Once you have uploaded your .zip shapefile, a Map Data button will appear next to the file in the dataset. In order to use this button, you’ll need to publish your dataset. Once your dataset has been published, you can click on the Map Data button to be brought to Geoconnect, the portal between Dataverse and WorldMap that will allow you to create your map.

To get started with visualizing your shapefile, click on the blue “Visualize on WorldMap” button in Geoconnect. It may take up to 45 seconds for the data to be sent to WorldMap and then back to Geoconnect.

Once this process has finished, you will be taken to a new page where you can style your map through Attribute, Classification Method, Number of Intervals, and Colors. Clicking “Apply Changes” will send your map to both Dataverse and WorldMap, creating a preview of your map that will be visible on your file page and your dataset page.

Clicking “View on WorldMap” will open WorldMap in a new tab, allowing you to see how your map will be displayed there.

You can delete your map with the “Delete” button. If you decide to delete the map, it will no longer appear on WorldMap, and your dataset in Dataverse will no longer display the map preview.

When you’re satisfied with your map, you may click “Return to the Dataverse” to go back to Dataverse.

In the future, to replace your shapefile’s map with a new one, simply click the Map Data button on the dataset or file page to return to the Geoconnect edit map page.


Mapping tabular files with Geoconnect
Geoconnect can map tabular files that contain geospatial information such as latitude/longitude coordinates, census tracts, zip codes, Boston election wards, etc.

Preparing a tabular file to be mapped
1. Ingest

Geospatial tabular files need a bit of preparation in Dataverse before they can be mapped in Geoconnect. When you upload your file, Dataverse will take about ten seconds to ingest it. During the ingest process it will identify the file as tabular data.

2.Tag as Geospatial

Next, you’ll need to let Dataverse know that your tabular file contains geospatial data. Select your file, click the “Edit Files” button, and select “Tags” from the dropdown menu. This will take you to the Edit Tags menu (pictured below). Under the “Tabular Data Tags” dropdown, select “Geospatial”. Then click “Save Changes”.

3. Publish & Map Data

At this point, a “Map data” button will appear next to your file. Publish this new version of your dataset to activate this button.

Creating the map
If your tabular file contains latitude and longitude columns, then the process is simple: those columns may be directly mapped. Otherwise, you will need to use a spatial join.
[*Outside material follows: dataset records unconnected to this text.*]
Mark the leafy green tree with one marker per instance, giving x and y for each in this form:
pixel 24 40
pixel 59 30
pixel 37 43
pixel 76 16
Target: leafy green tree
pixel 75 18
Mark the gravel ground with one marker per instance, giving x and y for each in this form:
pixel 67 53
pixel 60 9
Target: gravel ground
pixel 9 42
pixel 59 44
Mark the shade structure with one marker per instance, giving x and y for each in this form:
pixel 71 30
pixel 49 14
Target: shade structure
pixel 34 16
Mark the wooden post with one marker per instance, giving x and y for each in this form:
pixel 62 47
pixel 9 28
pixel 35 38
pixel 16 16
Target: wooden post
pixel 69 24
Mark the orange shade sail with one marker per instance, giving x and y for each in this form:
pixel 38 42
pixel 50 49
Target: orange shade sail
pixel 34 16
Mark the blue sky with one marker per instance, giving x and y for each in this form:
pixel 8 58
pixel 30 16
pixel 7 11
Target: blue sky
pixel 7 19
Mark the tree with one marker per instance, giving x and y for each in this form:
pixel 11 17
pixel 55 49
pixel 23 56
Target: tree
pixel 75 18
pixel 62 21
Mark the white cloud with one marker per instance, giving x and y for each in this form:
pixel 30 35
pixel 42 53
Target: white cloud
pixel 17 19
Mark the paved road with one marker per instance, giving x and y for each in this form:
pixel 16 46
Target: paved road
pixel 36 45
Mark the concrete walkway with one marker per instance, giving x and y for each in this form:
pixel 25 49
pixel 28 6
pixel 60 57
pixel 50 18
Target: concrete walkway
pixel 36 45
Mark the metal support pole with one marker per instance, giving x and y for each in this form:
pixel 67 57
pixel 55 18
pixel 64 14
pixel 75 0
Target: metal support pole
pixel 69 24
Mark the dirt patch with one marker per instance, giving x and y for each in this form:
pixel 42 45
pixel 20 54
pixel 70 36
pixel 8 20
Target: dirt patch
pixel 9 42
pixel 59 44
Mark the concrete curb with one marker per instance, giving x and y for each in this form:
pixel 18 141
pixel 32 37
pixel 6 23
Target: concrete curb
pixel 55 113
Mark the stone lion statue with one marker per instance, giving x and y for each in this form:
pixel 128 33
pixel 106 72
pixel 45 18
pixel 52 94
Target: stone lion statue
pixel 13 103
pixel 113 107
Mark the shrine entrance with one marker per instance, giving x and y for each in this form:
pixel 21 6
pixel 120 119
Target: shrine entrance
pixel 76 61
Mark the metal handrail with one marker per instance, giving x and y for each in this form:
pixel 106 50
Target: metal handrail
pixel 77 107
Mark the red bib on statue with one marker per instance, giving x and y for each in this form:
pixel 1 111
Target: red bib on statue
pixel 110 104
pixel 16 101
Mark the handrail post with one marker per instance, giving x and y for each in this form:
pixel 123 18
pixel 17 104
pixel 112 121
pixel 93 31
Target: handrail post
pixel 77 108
Spatial joins tell WorldMap how to read your tabular data file in order to create a map that accurately represents it.

To carry out a spatial join, you’ll manually connect

  • Geospatial column(s) from your Dataverse tabular file
    • e.g., a census tract column from your table

with

  • A WorldMap “target layer” that contains the same geospatial information
    • e.g., WorldMap’s “target layer” containing census tract parameters

The following screenshots illustrate the mapping process:

1. Once you’ve pressed the “Map Data” button, you’re brought to this page:

2. Choose a Geospatial Data Type

3. Choose a column from your file to match the WorldMap Layer you selected

4. Choose from the list of WorldMap Layers available for the Geospatial Data Type you selected

5.Submit the data for mapping!

6. View Results

At this point you will be presented with a basic map that can be styled to your specifications. The example pictured below includes an error message - some of the rows weren’t able to be matched properly. In this case, you could still go forward with your map, but without the information from the unmatched rows.

Finalizing your map
Now that you have created your map:

  • It exists on the WorldMap platform and may be viewed there – with all of WorldMap’s capabilities.
  • Dataverse will contain a preview of the map and links to the larger version on WorldMap.

The map editor (pictured above) provides a set of options you can use to style your map. Clicking “Apply Changes” saves the current version of your map to Dataverse and Worldmap. The “Return to the Dataverse” button brings you back to Dataverse. “View on WorldMap” takes you to the map’s page on WorldMap, which offers additional views and options.

If you’d like to make further changes to your map in the future, you can return to the editor by clicking the “Map Data” button on your file.

 

Removing your map
You can delete your map at any time. If you are on Dataverse, click “Map Data” and click the “Delete Map” button on the upper right. This completely removes the map and underlying data from the WorldMap platform.